Impounding a vicious dog
A New Jersey animal control officer has the authority to seize and impound any dog when the officer has reasonable cause to believe one of the following four things:
- The dog attacked someone, causing serious bodily injury or death.
- The dog made an unprovoked attack on someone causing bodily injury and poses a serious threat to additional people and/or animals.
- The dog participated in dog fighting activities.
- The dog was trained to make unprovoked attacks against people or animals by means of badgering, baiting, tormenting or otherwise encouraging him to do so.

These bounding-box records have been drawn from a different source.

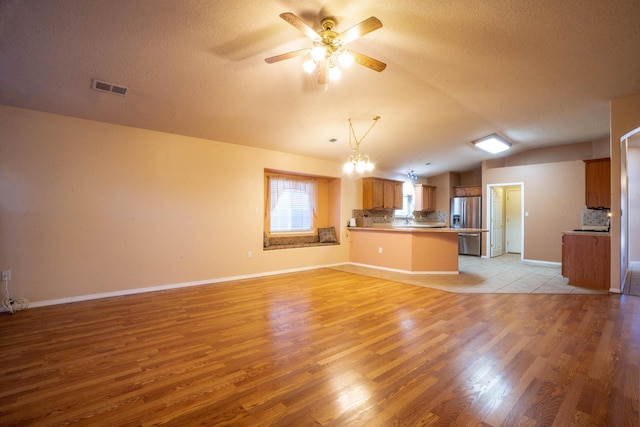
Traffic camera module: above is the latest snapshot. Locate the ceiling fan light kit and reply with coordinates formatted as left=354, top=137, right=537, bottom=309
left=265, top=12, right=387, bottom=85
left=265, top=12, right=387, bottom=173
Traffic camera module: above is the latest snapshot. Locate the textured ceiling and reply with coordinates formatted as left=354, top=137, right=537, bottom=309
left=0, top=0, right=640, bottom=176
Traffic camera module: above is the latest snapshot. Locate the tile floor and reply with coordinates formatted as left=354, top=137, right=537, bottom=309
left=332, top=254, right=608, bottom=294
left=624, top=262, right=640, bottom=296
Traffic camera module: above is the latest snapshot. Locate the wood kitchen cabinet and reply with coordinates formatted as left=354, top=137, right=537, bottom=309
left=362, top=177, right=403, bottom=209
left=453, top=185, right=482, bottom=197
left=413, top=184, right=436, bottom=212
left=584, top=158, right=611, bottom=209
left=562, top=233, right=611, bottom=291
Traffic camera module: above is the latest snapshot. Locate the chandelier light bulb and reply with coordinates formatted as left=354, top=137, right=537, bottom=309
left=329, top=67, right=342, bottom=82
left=342, top=161, right=355, bottom=173
left=302, top=59, right=316, bottom=74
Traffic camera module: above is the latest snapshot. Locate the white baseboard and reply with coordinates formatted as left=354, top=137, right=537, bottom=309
left=25, top=263, right=342, bottom=312
left=345, top=262, right=460, bottom=274
left=522, top=259, right=562, bottom=267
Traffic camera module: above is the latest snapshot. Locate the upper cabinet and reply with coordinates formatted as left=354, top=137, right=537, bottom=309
left=413, top=184, right=436, bottom=212
left=584, top=158, right=611, bottom=209
left=453, top=185, right=482, bottom=197
left=362, top=177, right=403, bottom=209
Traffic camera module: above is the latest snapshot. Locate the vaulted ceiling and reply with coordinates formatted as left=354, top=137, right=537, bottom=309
left=0, top=0, right=640, bottom=176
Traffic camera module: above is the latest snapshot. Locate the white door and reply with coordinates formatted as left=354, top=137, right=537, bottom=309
left=490, top=187, right=504, bottom=258
left=505, top=187, right=522, bottom=254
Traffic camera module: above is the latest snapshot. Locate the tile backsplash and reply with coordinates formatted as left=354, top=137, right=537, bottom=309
left=581, top=209, right=609, bottom=226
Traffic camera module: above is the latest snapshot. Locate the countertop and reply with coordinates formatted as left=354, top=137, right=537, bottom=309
left=562, top=225, right=611, bottom=236
left=562, top=230, right=611, bottom=236
left=348, top=225, right=488, bottom=234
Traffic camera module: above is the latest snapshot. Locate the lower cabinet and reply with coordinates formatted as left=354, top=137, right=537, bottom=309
left=562, top=233, right=611, bottom=291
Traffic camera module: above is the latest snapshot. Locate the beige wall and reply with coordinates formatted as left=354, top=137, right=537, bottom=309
left=482, top=160, right=585, bottom=263
left=0, top=106, right=357, bottom=302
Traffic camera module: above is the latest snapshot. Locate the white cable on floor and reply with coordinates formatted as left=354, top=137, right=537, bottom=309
left=2, top=279, right=29, bottom=314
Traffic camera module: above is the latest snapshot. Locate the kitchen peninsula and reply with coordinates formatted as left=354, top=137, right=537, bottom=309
left=349, top=225, right=487, bottom=274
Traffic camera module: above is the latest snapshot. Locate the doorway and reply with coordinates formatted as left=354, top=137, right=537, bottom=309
left=620, top=128, right=640, bottom=296
left=486, top=182, right=524, bottom=259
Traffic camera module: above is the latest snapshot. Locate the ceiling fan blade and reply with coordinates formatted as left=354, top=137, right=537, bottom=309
left=338, top=16, right=382, bottom=44
left=349, top=50, right=387, bottom=72
left=280, top=12, right=322, bottom=43
left=264, top=49, right=309, bottom=64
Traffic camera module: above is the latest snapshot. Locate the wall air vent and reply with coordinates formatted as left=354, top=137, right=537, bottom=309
left=91, top=79, right=129, bottom=96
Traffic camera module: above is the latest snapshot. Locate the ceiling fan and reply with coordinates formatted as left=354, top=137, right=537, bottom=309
left=265, top=12, right=387, bottom=85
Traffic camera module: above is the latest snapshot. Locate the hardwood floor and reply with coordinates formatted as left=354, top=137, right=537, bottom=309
left=0, top=269, right=640, bottom=426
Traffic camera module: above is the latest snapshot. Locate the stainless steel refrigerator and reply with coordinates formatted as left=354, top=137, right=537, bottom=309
left=451, top=196, right=482, bottom=256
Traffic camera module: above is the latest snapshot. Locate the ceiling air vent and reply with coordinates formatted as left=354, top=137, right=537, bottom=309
left=91, top=79, right=129, bottom=96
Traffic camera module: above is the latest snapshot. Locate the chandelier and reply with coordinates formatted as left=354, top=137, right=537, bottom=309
left=343, top=116, right=380, bottom=173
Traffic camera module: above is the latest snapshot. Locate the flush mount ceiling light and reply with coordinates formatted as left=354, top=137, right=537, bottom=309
left=265, top=12, right=387, bottom=85
left=343, top=116, right=380, bottom=173
left=472, top=133, right=511, bottom=154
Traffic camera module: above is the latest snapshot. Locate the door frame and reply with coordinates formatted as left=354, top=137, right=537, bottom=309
left=484, top=181, right=527, bottom=261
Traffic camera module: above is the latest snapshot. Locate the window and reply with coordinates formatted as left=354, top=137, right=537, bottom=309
left=268, top=176, right=317, bottom=233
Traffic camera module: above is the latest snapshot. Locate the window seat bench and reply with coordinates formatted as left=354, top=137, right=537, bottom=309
left=263, top=235, right=340, bottom=251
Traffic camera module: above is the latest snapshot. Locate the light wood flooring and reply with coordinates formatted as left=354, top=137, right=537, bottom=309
left=0, top=260, right=640, bottom=426
left=334, top=254, right=608, bottom=294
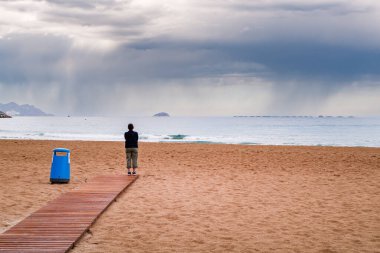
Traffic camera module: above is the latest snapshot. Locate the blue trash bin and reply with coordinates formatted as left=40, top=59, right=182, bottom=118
left=50, top=148, right=70, bottom=183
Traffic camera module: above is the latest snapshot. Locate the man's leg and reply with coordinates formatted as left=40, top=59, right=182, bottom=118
left=125, top=149, right=132, bottom=175
left=132, top=148, right=138, bottom=174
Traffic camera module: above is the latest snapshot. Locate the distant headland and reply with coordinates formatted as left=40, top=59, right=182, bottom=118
left=153, top=112, right=170, bottom=117
left=0, top=111, right=12, bottom=118
left=0, top=102, right=53, bottom=116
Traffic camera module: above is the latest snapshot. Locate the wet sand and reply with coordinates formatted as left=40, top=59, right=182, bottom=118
left=0, top=140, right=380, bottom=253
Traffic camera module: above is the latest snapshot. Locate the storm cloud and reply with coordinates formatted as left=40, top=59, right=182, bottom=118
left=0, top=0, right=380, bottom=115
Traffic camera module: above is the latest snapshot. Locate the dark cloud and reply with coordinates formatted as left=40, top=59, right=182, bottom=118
left=0, top=0, right=380, bottom=114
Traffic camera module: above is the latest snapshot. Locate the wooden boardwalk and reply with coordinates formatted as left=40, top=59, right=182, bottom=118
left=0, top=175, right=138, bottom=253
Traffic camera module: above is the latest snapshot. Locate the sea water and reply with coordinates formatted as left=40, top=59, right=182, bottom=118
left=0, top=117, right=380, bottom=147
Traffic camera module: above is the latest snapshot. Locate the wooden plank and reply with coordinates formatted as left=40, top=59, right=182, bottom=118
left=0, top=175, right=138, bottom=253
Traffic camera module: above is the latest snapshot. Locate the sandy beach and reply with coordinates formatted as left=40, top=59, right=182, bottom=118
left=0, top=140, right=380, bottom=253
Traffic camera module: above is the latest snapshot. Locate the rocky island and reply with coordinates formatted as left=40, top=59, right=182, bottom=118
left=153, top=112, right=170, bottom=117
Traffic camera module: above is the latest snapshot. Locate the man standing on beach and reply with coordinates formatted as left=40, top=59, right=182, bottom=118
left=124, top=123, right=139, bottom=176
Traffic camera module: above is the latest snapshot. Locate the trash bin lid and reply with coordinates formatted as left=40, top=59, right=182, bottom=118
left=53, top=148, right=70, bottom=153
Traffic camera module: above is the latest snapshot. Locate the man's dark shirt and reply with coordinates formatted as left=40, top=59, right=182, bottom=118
left=124, top=130, right=139, bottom=148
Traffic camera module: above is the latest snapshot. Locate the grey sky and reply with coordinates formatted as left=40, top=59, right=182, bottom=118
left=0, top=0, right=380, bottom=115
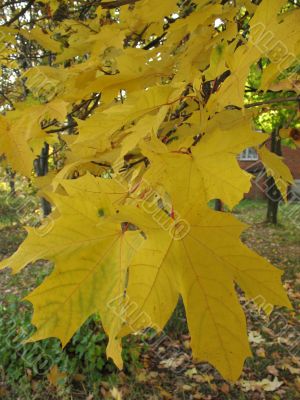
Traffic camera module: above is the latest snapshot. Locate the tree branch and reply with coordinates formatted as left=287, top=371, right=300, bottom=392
left=5, top=0, right=34, bottom=26
left=100, top=0, right=140, bottom=9
left=245, top=96, right=300, bottom=108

Making the vicious dog determination
Any dog so impounded remains there until final disposition of the court case and any subsequent appeal. In order to declare the dog vicious, the court must have clear and convincing evidence that the dog killed someone or caused him or her serious bodily injury. There also must be clear and convincing evidence that the dog was not provoked by the victim or by any other person. The municipality has the burden of proof to make these showings.
If the court declares the dog to be vicious, the owner can appeal that decision. If (s)he loses the appeal or makes no appeal, the dog will be humanely destroyed. This information is only intended to educate. It should not be interpreted as legal advice.